I forgot to mention on one of my test drives I tried the cruise control. It worked, which is a good thing as many on RL say their's doesn't work.

Trying to get on my mechanic friend's list to get my AC converted to R134 and charged. He's ordering parts. Hoping to take her on a 2-day Porsche club trip to Valentine, NE in July. Will defn need AC for that trip in a black car with black int in the middle of July. I've left the int out since I got her back from the TB fix because there are AC lines under the passenger seat that go to the rear AC unit. Those may need new O-rings and testing for leaks, so better to have access to them.

So in the meantime, I decided to change the plugs, wires, and 3 fuel lines I had. I'd ordered all these parts back at Thanksgiving. There's a 4th fuel line that was on back order but I paid for it with the promise to send it when the next batch arrived from Germany. It's supposed to be in next wk. Right...

I bought the plugs and wires assumming they needed replacing. Upon closer inspection, the old wires looked brand new and the plugs were spotless except for 1, which was a tad dirty. I decided to leave the wires alone and just clean and gap the old plugs. Will keep an eye on #6 cyl plug and see if it stays clean. In a cpl yrs when I'm ready to sell, I'll replace plugs and wires.

So on to the fuel lines. 2 of them were relatively easy to replace. The old ones didn't fight much and the new ones went on fine. The 3rd not so much. It fought me hard coming off and the new one wasn't an exact copy so I had to figure out how to route it so it would work. On about the 5th try I got it figured out. But by this time I had a LOT of items removed or loosened to make it work. A lot of checking and loose fitting went on before I could button it up. Did a test fire and nothing leaked fuel at the fittings. Going out for a test drive this morning. If that goes well, she gets a bath and gets to go on a fun run tomorrow.
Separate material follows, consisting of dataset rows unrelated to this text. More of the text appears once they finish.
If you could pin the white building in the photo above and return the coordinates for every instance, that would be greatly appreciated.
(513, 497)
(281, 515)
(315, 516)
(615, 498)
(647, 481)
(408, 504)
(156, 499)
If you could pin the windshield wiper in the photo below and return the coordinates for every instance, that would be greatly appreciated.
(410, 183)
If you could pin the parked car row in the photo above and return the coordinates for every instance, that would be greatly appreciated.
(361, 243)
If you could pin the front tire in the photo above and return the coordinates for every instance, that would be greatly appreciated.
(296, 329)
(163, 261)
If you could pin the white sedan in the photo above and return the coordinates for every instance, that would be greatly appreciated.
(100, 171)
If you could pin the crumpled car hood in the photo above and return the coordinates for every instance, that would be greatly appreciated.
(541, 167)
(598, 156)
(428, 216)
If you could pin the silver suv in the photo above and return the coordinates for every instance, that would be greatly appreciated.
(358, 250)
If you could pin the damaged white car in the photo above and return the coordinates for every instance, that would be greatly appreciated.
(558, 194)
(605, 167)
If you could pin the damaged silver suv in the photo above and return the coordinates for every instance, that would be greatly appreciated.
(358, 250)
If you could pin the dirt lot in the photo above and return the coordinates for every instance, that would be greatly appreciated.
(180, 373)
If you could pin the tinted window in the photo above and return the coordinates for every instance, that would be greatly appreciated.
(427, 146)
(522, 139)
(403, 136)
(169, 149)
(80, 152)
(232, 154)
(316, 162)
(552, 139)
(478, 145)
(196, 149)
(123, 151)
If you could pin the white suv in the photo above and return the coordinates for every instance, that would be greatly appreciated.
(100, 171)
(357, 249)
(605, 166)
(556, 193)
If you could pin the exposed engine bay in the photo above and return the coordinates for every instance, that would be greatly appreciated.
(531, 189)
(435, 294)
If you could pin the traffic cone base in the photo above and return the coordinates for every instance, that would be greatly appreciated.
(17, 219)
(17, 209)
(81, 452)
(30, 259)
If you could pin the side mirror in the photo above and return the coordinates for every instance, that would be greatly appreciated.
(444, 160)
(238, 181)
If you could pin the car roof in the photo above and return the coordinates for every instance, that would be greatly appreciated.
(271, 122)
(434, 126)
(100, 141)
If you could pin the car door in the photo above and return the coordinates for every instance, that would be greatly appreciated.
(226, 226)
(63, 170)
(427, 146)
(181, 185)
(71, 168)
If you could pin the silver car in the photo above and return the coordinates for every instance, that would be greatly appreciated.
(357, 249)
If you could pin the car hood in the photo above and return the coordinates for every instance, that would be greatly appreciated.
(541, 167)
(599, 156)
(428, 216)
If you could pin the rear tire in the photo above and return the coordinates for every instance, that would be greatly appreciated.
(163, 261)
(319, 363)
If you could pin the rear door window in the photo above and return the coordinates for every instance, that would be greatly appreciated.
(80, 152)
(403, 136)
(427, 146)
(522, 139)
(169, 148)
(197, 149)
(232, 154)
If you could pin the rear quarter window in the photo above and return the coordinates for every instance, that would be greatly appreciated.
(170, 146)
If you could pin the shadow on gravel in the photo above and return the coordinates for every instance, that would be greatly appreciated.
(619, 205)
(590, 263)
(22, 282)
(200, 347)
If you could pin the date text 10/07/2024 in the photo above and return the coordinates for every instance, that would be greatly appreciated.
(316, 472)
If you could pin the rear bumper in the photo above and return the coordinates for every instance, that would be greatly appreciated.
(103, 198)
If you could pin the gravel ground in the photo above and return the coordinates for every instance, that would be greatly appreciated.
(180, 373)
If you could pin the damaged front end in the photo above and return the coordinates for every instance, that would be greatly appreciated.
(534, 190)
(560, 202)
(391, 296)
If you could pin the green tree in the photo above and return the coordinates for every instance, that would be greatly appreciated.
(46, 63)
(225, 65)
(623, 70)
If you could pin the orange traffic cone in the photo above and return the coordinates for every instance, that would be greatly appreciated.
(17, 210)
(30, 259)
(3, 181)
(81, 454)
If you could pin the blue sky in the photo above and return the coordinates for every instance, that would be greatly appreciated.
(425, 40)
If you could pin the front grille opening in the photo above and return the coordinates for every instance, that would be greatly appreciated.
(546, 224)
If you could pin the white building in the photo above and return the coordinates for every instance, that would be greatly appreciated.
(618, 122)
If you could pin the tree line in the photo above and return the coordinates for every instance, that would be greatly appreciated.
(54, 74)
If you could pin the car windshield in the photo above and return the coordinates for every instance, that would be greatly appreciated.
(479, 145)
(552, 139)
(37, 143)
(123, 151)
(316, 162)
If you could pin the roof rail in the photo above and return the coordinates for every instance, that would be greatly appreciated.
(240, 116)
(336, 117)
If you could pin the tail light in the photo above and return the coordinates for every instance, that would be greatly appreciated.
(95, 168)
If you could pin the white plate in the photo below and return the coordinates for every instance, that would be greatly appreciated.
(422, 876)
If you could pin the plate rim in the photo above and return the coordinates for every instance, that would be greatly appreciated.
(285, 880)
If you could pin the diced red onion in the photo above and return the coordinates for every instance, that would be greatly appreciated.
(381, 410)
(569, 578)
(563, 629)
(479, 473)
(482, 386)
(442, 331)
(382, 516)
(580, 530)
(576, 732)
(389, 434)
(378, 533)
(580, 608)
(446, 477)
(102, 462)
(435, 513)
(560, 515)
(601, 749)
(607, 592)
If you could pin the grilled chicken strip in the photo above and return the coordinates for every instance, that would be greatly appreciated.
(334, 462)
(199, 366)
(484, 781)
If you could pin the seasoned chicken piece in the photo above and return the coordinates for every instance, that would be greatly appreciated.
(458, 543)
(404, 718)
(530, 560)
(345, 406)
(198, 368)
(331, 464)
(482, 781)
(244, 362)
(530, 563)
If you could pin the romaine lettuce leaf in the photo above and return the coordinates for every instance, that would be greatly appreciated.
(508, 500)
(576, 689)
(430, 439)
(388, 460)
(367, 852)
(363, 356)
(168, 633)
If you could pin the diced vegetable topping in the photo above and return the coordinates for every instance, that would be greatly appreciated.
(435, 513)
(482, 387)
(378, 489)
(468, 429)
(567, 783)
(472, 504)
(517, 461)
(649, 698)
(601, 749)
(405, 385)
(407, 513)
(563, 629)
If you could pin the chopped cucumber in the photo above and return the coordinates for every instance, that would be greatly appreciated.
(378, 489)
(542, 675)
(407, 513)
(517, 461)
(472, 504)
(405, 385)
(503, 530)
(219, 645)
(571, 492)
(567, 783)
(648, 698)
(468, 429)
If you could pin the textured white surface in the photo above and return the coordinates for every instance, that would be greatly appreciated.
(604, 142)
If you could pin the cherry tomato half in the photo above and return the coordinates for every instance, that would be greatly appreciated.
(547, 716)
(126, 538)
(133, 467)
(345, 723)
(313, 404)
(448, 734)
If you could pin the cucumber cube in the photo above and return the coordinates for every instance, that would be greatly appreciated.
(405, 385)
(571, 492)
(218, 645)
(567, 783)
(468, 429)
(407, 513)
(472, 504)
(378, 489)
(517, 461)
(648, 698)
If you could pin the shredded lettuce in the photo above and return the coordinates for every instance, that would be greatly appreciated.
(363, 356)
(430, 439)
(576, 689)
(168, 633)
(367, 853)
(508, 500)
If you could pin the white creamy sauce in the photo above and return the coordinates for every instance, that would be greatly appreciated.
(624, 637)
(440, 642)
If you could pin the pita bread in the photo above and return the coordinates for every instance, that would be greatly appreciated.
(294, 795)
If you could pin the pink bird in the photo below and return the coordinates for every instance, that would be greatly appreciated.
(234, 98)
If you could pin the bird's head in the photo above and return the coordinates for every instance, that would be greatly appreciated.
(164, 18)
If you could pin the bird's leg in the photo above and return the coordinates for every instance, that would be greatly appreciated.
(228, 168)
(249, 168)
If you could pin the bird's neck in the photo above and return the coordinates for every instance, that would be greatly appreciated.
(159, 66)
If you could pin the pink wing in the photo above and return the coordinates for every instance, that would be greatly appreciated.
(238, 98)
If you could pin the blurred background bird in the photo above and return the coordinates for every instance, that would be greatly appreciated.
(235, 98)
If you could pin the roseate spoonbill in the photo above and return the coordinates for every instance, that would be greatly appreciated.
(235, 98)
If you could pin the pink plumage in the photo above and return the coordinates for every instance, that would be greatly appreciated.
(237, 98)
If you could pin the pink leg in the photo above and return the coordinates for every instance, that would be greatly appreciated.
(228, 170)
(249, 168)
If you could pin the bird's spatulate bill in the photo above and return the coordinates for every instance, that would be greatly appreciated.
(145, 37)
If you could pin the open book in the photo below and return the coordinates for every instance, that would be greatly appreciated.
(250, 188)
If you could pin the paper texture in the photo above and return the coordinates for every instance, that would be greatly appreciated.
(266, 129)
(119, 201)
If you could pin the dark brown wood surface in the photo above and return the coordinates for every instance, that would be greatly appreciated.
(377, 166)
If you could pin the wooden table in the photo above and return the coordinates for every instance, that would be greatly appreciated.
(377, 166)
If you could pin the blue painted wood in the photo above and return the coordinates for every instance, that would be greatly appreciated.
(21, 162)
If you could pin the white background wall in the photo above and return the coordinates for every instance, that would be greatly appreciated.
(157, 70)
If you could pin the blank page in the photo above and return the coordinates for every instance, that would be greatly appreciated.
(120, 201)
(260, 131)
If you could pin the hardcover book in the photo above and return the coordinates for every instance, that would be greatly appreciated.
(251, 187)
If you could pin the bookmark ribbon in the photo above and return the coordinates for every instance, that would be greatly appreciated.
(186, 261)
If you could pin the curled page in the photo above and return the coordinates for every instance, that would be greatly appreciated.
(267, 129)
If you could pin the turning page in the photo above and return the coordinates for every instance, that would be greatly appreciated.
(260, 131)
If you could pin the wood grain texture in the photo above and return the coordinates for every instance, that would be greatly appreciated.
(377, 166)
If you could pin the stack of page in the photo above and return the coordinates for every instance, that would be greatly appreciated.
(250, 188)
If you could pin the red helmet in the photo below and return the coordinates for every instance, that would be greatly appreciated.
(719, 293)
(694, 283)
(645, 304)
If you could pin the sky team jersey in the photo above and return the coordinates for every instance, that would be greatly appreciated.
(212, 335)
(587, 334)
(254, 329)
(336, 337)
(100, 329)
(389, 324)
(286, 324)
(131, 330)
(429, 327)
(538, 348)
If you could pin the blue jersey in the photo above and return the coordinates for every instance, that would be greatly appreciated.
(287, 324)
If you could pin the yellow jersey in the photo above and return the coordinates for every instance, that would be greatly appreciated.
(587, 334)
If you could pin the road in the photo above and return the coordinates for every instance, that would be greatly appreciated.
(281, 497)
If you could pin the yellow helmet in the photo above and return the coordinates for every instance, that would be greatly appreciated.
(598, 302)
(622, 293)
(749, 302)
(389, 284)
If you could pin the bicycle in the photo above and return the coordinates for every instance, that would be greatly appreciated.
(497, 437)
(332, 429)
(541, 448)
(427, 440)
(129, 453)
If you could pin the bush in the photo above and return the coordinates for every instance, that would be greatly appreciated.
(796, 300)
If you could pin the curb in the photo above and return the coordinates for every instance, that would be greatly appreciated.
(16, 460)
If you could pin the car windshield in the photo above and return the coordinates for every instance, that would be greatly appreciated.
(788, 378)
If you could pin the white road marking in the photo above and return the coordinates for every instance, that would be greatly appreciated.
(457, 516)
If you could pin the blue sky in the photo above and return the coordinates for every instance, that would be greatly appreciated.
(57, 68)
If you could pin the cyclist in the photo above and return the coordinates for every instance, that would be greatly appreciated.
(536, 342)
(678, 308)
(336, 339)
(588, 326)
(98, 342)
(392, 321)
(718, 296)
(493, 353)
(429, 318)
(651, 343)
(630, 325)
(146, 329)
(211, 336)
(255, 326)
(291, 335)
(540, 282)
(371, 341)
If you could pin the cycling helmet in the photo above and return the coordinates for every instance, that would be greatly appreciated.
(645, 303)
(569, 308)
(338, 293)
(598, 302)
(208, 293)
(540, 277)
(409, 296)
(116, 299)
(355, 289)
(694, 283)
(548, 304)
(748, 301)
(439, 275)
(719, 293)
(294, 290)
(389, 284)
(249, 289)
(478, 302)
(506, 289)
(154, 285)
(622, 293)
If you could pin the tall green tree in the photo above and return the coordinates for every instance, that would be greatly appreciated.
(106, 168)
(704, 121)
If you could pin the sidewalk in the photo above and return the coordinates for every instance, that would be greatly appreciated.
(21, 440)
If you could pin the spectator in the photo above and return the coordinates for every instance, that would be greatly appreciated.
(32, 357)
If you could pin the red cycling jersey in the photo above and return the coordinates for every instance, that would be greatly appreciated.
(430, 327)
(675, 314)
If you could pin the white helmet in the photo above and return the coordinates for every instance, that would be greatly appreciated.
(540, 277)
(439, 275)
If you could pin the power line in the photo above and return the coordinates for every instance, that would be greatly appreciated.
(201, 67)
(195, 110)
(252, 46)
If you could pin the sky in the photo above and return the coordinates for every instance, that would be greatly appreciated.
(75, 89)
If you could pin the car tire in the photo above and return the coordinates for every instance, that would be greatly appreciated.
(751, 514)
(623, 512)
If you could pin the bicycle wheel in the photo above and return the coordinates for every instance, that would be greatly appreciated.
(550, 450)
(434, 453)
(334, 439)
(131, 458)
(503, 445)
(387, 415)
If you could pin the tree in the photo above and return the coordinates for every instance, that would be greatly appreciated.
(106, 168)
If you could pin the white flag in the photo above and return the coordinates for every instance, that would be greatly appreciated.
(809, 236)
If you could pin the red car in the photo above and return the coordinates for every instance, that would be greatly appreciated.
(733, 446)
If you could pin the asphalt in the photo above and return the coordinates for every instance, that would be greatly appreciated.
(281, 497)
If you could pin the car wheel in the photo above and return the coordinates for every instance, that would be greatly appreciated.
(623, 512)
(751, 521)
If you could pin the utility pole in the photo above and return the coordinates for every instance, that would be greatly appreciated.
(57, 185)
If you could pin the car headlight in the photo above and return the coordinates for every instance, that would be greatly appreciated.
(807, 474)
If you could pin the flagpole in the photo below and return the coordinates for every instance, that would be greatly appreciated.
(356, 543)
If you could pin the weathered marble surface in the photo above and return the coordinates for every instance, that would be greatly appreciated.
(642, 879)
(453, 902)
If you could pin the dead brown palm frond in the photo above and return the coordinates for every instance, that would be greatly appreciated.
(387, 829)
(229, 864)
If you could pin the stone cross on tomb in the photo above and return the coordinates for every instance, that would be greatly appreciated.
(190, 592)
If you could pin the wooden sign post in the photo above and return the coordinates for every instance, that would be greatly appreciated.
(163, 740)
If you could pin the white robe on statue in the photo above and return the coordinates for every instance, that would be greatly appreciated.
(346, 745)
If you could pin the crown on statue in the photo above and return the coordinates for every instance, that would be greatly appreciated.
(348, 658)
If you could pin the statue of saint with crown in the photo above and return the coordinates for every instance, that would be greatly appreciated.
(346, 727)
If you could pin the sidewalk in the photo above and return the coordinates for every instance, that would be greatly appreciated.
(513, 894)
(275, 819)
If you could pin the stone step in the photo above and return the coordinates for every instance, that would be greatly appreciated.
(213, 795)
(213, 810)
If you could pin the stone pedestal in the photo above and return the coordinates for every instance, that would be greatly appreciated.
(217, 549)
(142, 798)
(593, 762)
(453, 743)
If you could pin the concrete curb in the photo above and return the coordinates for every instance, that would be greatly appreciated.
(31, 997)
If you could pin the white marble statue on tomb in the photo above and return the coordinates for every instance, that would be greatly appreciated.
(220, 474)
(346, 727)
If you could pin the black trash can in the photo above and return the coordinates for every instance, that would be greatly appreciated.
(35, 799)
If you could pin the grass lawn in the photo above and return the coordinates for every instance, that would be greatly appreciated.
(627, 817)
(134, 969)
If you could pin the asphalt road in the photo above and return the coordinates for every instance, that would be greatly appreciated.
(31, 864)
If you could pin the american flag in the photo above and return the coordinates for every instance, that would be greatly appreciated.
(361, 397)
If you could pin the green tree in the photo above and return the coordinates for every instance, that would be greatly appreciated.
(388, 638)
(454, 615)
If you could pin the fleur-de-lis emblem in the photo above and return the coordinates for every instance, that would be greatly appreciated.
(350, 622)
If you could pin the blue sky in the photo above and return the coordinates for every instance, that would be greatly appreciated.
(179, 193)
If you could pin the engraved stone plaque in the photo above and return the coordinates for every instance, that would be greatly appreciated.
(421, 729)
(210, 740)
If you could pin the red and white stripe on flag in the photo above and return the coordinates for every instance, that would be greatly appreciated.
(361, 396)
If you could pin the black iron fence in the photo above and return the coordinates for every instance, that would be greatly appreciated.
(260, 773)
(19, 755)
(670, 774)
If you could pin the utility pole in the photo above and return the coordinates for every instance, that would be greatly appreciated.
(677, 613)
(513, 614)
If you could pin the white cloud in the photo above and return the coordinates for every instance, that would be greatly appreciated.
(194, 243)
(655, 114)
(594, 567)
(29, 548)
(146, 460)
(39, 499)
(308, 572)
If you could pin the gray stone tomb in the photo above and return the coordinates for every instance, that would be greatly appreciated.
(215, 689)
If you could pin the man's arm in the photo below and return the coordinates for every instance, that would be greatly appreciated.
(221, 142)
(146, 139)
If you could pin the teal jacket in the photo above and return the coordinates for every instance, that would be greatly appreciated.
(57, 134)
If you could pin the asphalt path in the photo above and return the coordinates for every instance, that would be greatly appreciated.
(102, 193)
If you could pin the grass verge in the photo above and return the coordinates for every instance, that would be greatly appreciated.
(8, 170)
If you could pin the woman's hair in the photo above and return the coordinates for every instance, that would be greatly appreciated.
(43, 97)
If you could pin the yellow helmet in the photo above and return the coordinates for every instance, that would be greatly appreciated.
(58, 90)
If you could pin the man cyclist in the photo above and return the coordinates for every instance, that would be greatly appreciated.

Here are the old fuel lines. They don't look too bad but can't take the chance on a Car-B-Q.



The line that fought me the hardest was in the back of the engine. It connects to one of the 2 fuel dampers and then goes to an AC cooler line that cools the gas. Not a lot of room there and my arms have the bruises to prove it (I bruise easily since I'm on blood thinners for a yr from my heart attack). I also filled the swear jar with this hose alone.

Here's a pic of the old line. It goes from the AC cooler (the foam area) then routes under the damper (the bronze item with the vacuum hose), does a 180 deg turn and connects to the back of the damper. It's the middle hose in my above pic of old lines.



The new line was totally different in configuration - it was a straight piece of hose with 90 deg metal connectors on ea end. Hmmm... how does it fit? Well it connects to the damper at the rear, then loops by the intake manifold, goes under a heater hose and the damper, and then connects to the AC cooler. Luckily there's a gap in the air cleaner that allows room for the hose. Clear as mud figuring that out.



When the 4th hose arrives, I'll have to tear most of the stuff off the back of the engine to get to it. It's a horse shoe shaped hose. The good news is I removed this line while trying to find the proper routing for the 3rd line, so it shouldn't be a fight to get it out to replace it. Putting the new line in, who knows?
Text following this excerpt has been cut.